Bursa Gazisi unvanını da gururla taşıdığı diğer madalyalarının (Ketçap & mayonez savaşları fedaisi, istilacı çay ordusu mağduru, zamansız yağan yağmurların bedbaht bedevisi) yanına ekleyen Yorgun Savaşçı’dan hepinize selam olsun. Bir ‘kitap fuarı sonrası’ yazımla birlikte yeniden karşınızdayım. Bu kez değişiklik yapıp “Yaz artık şu hatıralarını!” baskısına maruz kalmadan kendi rızamla başlayayım istedim. Okurlarımın bana doğru tehditkâr bir biçimde salladığı tava ve oklavaların bununla kesinlikle ilgisi yok. Vallahi!
Bildiğiniz üzere dün Bursa Kitap Fuarı’nda imza günüm vardı. Sabah 4:00 otobüsüne yetişebilmek için kargaların sabah kahvaltısına başlama fırsatı dahi bulamadığı, pirelerin ise uygunsuz yerlerde uçuş talimi yaptığı bir saatte evden çıkmam gerekti. Hemen sokağın köşesindeki taksi durağına yöneldim, önünde boş bir taksi bulunca da çok sevindim. Ama çok geçmeden bu sevincim kursağımda kaldı çünkü taksi vardı, durak vardı ama ortada şoför yoktu! Ne yapsam ne etsem, yoksa geç mi kalacağım falan derken bir de baktım karşıdan bir başka taksi yaklaşıyor. Üstelik boş! Hemen, uzun zamandır göremediği sevgilisine kavuşan bir adam misali kollarımı iki yana açarak arabanın üzerine koştum. Hani altımda kumsal, arka planda deniz olsa, adamın yüzünde de o yarı uykusuz yarı nemrut ifade olmasa çok güzel bir an olabilirdi bu.

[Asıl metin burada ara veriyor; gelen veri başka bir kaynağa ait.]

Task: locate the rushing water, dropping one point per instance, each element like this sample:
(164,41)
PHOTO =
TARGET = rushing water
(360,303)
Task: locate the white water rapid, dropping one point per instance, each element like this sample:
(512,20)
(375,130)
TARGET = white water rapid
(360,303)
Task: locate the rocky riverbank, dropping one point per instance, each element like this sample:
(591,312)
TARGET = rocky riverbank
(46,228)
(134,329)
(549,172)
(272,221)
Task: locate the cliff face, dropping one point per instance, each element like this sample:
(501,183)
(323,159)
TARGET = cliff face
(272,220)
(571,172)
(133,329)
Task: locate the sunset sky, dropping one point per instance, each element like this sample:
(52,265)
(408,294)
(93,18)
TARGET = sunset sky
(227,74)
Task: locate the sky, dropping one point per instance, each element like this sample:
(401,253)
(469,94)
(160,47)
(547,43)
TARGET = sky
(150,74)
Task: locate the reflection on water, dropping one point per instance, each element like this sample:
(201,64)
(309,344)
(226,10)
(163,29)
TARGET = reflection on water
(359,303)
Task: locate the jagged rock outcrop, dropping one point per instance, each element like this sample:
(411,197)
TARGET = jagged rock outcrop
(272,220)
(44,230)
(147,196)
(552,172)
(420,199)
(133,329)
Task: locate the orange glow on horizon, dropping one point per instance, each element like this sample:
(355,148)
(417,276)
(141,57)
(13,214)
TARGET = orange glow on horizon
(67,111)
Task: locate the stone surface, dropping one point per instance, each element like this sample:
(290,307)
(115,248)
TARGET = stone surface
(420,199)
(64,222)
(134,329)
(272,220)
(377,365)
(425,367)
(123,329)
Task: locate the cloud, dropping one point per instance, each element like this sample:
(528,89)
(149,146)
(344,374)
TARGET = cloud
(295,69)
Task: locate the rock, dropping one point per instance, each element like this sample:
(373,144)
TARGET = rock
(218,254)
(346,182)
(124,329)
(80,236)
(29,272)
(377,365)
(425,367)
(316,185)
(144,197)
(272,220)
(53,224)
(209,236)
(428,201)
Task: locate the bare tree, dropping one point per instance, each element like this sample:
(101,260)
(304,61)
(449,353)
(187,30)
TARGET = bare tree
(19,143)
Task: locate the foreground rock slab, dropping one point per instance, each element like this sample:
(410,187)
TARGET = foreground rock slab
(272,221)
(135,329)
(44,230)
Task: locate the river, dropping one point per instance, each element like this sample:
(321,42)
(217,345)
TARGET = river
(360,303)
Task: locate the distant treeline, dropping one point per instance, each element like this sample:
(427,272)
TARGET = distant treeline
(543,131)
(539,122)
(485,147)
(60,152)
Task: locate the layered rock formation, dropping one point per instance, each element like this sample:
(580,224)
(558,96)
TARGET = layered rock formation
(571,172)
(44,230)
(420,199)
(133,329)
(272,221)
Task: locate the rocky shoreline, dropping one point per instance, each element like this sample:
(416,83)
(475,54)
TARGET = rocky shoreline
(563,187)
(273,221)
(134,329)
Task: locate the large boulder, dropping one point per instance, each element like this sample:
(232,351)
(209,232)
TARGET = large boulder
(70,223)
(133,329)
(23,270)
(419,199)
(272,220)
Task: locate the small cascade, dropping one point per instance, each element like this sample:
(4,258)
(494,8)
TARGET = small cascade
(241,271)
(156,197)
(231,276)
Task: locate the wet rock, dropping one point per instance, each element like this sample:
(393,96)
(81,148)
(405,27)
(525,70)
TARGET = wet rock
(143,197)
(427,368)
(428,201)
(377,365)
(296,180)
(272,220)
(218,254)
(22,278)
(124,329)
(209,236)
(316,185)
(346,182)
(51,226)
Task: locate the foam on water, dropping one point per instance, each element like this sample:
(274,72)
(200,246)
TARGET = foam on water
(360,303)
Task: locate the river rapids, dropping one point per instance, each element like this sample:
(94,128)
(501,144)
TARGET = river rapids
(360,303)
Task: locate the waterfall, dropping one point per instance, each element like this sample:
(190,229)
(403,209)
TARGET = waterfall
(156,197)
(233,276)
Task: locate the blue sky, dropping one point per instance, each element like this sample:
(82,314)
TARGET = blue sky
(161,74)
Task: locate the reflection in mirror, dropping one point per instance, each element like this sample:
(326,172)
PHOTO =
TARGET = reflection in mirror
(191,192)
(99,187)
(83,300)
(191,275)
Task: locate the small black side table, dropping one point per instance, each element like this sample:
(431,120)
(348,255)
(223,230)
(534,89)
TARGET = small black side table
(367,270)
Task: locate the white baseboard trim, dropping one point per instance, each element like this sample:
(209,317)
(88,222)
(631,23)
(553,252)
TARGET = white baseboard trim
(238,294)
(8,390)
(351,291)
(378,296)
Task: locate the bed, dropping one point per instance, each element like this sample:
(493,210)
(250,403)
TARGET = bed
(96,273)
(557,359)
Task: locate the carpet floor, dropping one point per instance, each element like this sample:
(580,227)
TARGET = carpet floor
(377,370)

Kısa bir yolculuğun ardından gecenin 3:30’unda, Üçyol’daki otobüs bürolarının önünde beklemeye başlamıştım. Hava inadına esiyor ve bu saatte dışarıda gezme gafletini gösterenleri (o gafil ben oluyorum) buz gibi kollarıyla zalimce kucaklıyordu. Etrafta kimsecikler yoktu. Üstelik binmem gereken servis de görünürlerde değildi. Hafiften endişelenmeye ve otobüsü kaçıracağımı düşünmeye başladım. Bilirsiniz; “Ya servis gelmezse, ya bir aksilik çıkarsa?” tarzı sorular dolanmaya başladı beynimin şüpheci hücrelerinde.
Derken tam karşımdan pek de tekin görülmeyen iki kişi yaklaşmaya başladı. “Hah, bir bu eksikti.” diye düşünürken bir başka taksi kaldırıma yanaştı ve içinden uzun boylu, yapılı ve kel kafalı bir adam iniverdi; şöyle bir bana bir de onlara baktı ve hızlı adımlarla yanıma geldi. Elindeki küçük seyahat çantasından anladığım kadarıyla o da bir yolcuydu. Bunu gören şüpheli ikiliyse hafifçe yön değiştirerek yanımızdan geçip gitti.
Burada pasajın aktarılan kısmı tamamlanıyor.